2車単 | 1日目 | 2日目 | 3日目 | 4日目 |
小松島 | 635円 | 518円 | 2,040円 | 3,260円 |
弥彦 | 1,210円 | 2,665円 | 2,054円 | 1,454円 |
福井 | 1,311円 | 1,070円 | 3,885円 | 2,477円 |
富山 | 1,078円 | 2,372円 | 2,407円 | 4,487円 |
3連単 | 1日目 | 2日目 | 3日目 | 4日目 |
小松島 | 4,294円 | 3,731円 | 7,515円 | 20,631円 |
弥彦 | 4,795円 | 11,033円 | 9,821円 | 5,788円 |
福井 | 9,383円 | 3,045円 | 27,541円 | 13,690円 |
富山 | 5,764円 | 11,222円 | 13,953円 | 31,523円 |
ご覧の通り、1日目、2日目の平均配当が3日目、4日目と比べて極端に低くなっている。また、平均だけ見ると配当が高めになっている弥彦2日目も、2Rに3連単7万円台の高配当が出たのに引っ張られているだけであり、後半レースは3連単でも3桁配当が並んでいた。
その理由は、1日目・2日目に予選が行われるからである。

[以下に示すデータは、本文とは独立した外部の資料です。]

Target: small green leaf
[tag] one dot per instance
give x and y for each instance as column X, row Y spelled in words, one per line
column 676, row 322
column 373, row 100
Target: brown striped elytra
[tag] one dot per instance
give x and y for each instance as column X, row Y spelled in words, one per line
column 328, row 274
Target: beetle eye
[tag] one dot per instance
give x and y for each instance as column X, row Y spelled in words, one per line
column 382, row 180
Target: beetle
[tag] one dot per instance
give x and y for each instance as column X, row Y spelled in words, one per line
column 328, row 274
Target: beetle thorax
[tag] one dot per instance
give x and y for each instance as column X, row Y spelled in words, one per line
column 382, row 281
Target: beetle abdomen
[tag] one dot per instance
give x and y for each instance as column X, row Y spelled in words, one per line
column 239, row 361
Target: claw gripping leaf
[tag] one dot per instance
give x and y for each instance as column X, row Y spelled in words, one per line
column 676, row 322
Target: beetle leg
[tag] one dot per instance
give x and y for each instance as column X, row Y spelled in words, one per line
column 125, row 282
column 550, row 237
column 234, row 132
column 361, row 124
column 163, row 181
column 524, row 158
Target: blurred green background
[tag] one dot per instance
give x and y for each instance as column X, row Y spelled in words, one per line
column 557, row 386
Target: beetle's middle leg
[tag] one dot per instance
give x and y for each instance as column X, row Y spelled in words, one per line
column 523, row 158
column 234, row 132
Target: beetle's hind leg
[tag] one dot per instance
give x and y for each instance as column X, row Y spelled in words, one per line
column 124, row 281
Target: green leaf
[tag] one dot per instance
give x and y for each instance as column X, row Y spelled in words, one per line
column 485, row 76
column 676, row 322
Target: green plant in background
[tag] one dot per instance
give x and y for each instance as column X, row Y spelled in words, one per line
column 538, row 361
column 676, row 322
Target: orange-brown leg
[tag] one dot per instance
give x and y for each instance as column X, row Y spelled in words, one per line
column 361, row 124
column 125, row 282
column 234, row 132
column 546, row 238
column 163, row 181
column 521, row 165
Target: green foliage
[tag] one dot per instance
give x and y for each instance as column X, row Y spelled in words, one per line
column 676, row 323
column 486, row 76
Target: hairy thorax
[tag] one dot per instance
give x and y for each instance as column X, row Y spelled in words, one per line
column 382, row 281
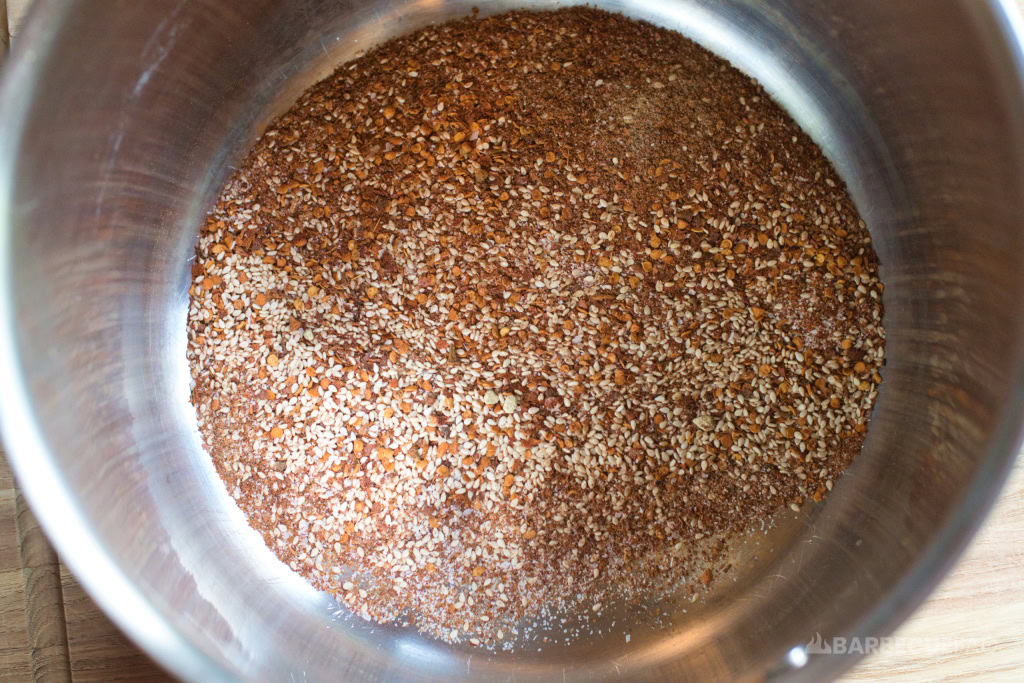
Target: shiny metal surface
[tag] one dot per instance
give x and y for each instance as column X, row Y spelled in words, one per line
column 120, row 121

予選は、実力上位の選手と下位の選手が同時に走るため、実力差がはっきりしている。さらに、2日目になると初日に特選競走を走った最強クラスの選手も予選に参加することになる。そのため、極端に言えばS級S班の選手とS級2班の選手が対戦するカードが組まれることになり、2車単100円台、200円台のガチガチの大本命車券が現れることになるというわけだ。

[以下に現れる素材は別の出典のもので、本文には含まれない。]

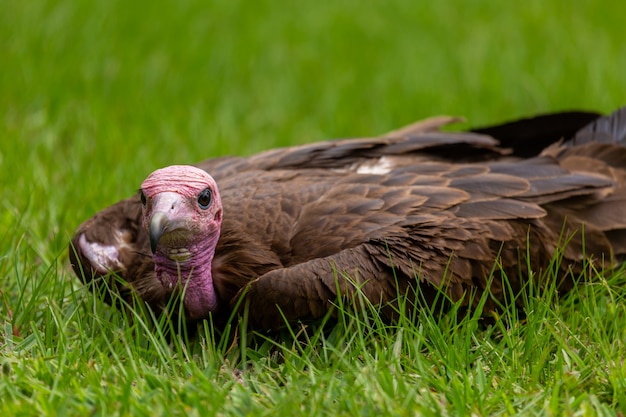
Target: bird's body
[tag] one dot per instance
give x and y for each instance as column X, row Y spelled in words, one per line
column 414, row 210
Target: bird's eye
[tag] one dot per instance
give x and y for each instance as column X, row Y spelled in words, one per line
column 205, row 198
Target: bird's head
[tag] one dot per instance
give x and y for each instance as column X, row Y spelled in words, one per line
column 182, row 213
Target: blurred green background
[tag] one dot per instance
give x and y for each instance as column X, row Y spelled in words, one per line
column 96, row 94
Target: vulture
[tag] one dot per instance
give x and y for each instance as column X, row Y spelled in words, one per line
column 414, row 215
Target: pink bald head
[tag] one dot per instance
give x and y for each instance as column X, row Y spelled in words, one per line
column 183, row 214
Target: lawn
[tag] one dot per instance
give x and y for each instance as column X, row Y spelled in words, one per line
column 94, row 95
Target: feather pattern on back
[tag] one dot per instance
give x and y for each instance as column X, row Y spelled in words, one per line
column 416, row 210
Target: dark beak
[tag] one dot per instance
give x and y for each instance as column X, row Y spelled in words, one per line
column 157, row 226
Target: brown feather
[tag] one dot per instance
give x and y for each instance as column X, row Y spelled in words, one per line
column 412, row 211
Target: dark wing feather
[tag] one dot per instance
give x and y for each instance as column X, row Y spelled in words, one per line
column 307, row 224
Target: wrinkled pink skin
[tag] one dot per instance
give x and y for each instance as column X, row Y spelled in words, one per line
column 188, row 233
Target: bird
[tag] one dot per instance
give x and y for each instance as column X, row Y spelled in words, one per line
column 416, row 213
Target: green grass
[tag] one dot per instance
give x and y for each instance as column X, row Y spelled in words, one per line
column 95, row 95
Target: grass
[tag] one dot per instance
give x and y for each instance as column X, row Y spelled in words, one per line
column 95, row 95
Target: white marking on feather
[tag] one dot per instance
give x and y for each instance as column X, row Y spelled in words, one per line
column 380, row 167
column 104, row 258
column 180, row 254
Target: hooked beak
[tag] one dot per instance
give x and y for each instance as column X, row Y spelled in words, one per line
column 158, row 224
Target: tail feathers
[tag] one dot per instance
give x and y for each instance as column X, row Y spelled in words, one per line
column 528, row 137
column 607, row 129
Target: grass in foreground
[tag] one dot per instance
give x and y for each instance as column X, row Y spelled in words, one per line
column 94, row 95
column 70, row 354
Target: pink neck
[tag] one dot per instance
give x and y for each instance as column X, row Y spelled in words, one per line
column 193, row 276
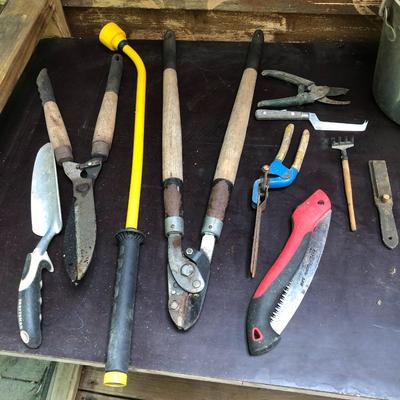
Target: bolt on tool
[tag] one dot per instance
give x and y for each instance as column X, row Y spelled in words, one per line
column 189, row 271
column 80, row 230
column 343, row 144
column 308, row 92
column 276, row 175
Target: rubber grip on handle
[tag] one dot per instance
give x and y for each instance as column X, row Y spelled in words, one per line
column 43, row 83
column 255, row 51
column 169, row 50
column 260, row 335
column 29, row 301
column 120, row 339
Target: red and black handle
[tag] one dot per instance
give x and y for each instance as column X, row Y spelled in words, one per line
column 260, row 335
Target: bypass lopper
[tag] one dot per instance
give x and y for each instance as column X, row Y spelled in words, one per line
column 308, row 91
column 274, row 176
column 189, row 271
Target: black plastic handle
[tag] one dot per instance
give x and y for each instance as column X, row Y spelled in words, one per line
column 29, row 300
column 255, row 51
column 169, row 50
column 120, row 339
column 45, row 88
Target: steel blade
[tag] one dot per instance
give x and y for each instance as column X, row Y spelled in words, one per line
column 80, row 231
column 336, row 126
column 296, row 290
column 45, row 199
column 184, row 307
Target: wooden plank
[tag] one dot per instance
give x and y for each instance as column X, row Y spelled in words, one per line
column 160, row 387
column 20, row 29
column 220, row 25
column 23, row 379
column 65, row 382
column 354, row 7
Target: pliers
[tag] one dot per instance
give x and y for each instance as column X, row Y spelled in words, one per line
column 275, row 175
column 308, row 91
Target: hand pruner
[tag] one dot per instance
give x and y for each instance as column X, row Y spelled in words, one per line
column 274, row 176
column 80, row 230
column 308, row 91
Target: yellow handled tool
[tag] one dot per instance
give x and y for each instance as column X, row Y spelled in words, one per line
column 130, row 238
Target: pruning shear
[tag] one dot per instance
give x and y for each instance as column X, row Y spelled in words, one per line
column 308, row 91
column 80, row 231
column 275, row 176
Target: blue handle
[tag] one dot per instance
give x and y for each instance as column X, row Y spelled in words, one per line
column 281, row 176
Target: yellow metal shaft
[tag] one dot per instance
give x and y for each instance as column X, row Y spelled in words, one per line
column 132, row 216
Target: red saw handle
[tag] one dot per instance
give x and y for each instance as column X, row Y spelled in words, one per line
column 260, row 335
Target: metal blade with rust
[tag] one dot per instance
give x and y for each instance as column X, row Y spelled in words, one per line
column 80, row 231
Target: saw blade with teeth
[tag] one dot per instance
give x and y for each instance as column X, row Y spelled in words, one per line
column 294, row 293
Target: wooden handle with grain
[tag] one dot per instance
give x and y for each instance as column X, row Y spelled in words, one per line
column 349, row 193
column 55, row 125
column 235, row 134
column 171, row 127
column 105, row 124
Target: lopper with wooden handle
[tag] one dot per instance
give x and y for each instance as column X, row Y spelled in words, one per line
column 189, row 271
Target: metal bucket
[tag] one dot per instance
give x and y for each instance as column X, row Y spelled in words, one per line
column 386, row 86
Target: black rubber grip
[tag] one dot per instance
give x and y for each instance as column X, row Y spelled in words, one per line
column 29, row 305
column 169, row 50
column 44, row 86
column 261, row 338
column 255, row 51
column 115, row 73
column 120, row 339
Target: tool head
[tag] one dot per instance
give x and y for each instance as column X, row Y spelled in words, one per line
column 45, row 200
column 111, row 35
column 342, row 143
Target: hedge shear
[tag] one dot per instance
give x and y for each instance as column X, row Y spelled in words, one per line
column 80, row 230
column 275, row 176
column 308, row 91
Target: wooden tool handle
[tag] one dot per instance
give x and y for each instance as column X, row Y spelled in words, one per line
column 55, row 125
column 171, row 129
column 287, row 137
column 349, row 194
column 301, row 151
column 105, row 124
column 235, row 134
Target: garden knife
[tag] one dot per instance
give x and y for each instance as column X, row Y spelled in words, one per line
column 46, row 222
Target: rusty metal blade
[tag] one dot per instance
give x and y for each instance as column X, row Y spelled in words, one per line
column 80, row 231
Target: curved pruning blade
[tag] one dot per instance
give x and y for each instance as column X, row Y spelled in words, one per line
column 294, row 293
column 184, row 307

一方、3日目以降は勝ち上がった実力上位の選手と、敗退した実力下位の選手が分かれるため、実力差が一気に縮まり混戦となる。これが、2日目までと3日目からの平均配当の差が現れるカラクリである。
まとめ
7車立て記念開催の傾向をまとめると、以下の通りとなる。
・レース展開はシンプル。後方に置かれても6番手が取れるため、余計な位置取りがなく、自力選手が脚を消耗せずに実力を発揮できる。そのため、逃げ・捲りの決まり手が増える傾向にある。

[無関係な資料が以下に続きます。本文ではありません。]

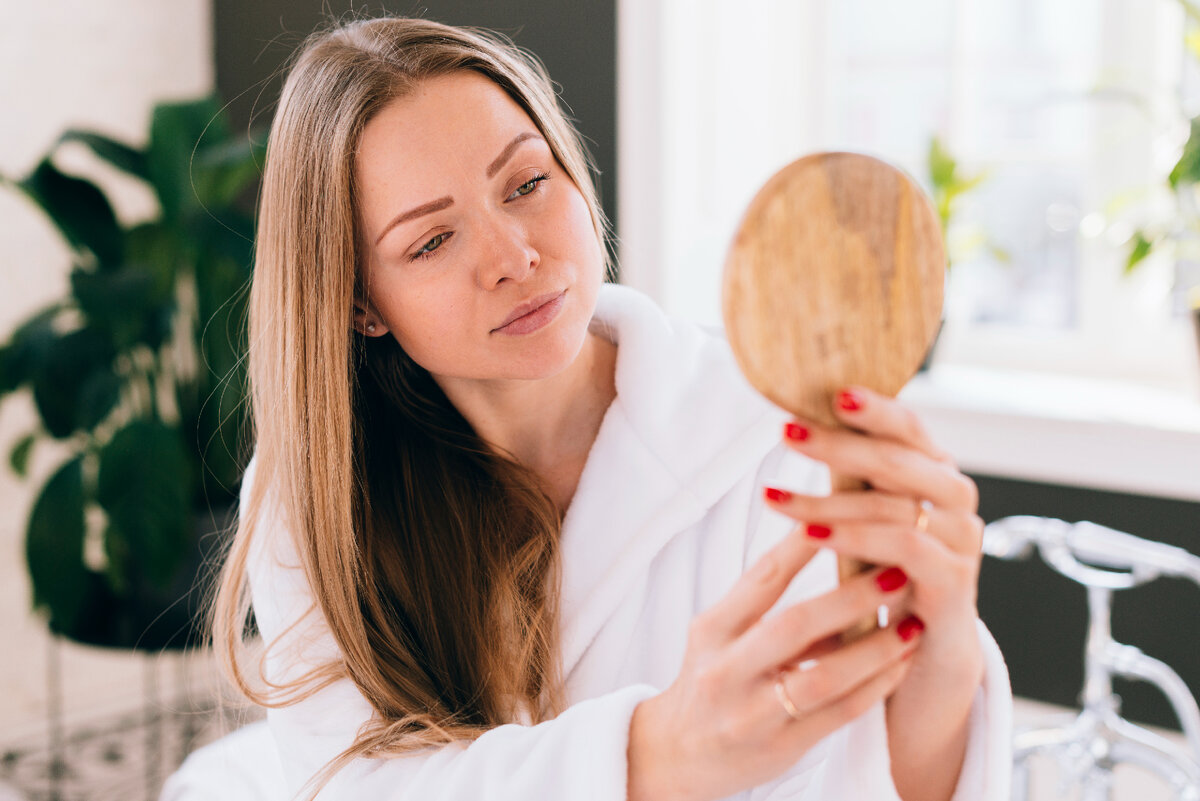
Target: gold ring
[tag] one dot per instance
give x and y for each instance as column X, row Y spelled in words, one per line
column 923, row 516
column 785, row 702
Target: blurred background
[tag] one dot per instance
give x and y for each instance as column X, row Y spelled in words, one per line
column 1055, row 136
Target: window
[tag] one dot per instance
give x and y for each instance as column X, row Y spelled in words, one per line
column 1071, row 108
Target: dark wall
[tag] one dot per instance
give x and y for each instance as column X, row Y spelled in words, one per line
column 1039, row 618
column 576, row 41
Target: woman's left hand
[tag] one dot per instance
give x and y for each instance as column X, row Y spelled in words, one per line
column 918, row 513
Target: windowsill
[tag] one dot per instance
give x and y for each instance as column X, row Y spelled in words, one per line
column 1062, row 429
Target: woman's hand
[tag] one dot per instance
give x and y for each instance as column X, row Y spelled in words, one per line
column 919, row 515
column 755, row 693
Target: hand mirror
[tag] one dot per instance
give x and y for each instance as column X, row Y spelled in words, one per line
column 834, row 277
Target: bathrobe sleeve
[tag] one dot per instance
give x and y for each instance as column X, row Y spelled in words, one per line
column 581, row 754
column 853, row 762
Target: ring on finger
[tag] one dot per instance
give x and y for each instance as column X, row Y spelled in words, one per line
column 923, row 509
column 785, row 699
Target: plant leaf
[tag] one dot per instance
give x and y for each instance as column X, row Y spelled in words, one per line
column 1187, row 169
column 145, row 487
column 70, row 365
column 54, row 547
column 175, row 134
column 79, row 210
column 19, row 456
column 118, row 154
column 941, row 164
column 1141, row 248
column 27, row 349
column 125, row 303
column 225, row 170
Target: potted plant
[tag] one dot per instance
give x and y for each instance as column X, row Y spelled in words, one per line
column 1180, row 228
column 138, row 372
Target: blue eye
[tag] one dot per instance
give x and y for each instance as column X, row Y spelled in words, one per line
column 531, row 185
column 432, row 245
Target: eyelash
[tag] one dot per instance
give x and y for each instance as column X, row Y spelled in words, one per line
column 426, row 252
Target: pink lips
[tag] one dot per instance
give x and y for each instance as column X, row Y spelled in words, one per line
column 533, row 314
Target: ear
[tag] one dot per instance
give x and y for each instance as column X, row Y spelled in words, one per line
column 366, row 320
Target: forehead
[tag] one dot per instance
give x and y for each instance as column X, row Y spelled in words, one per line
column 453, row 121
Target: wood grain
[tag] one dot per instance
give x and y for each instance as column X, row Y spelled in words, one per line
column 835, row 277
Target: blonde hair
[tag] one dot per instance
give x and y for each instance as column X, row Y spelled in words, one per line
column 419, row 542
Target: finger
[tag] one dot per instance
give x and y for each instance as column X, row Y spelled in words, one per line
column 784, row 637
column 755, row 591
column 850, row 505
column 892, row 516
column 887, row 465
column 840, row 711
column 871, row 413
column 885, row 543
column 816, row 682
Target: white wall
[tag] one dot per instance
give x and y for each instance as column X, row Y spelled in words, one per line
column 100, row 65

・一方で、番手選手も競りかけられることなくすんなり番手を回れるため、ゴール前で差し切る場面が減るわけではない。
・平均配当は安め。特に、2日目後半レースの穴狙いは愚の骨頂と言っても良いレベルの堅さ。本命線で勝負したいなら1日目・2日目、中穴以上を狙いたいなら3日目以降。
まだ記念開催が行われて4場所しか経過していないため、今後傾向が変化する可能性はあるが、今回紹介したデータを参考にして、今月以降の記念開催を楽しんで買っていただきたい。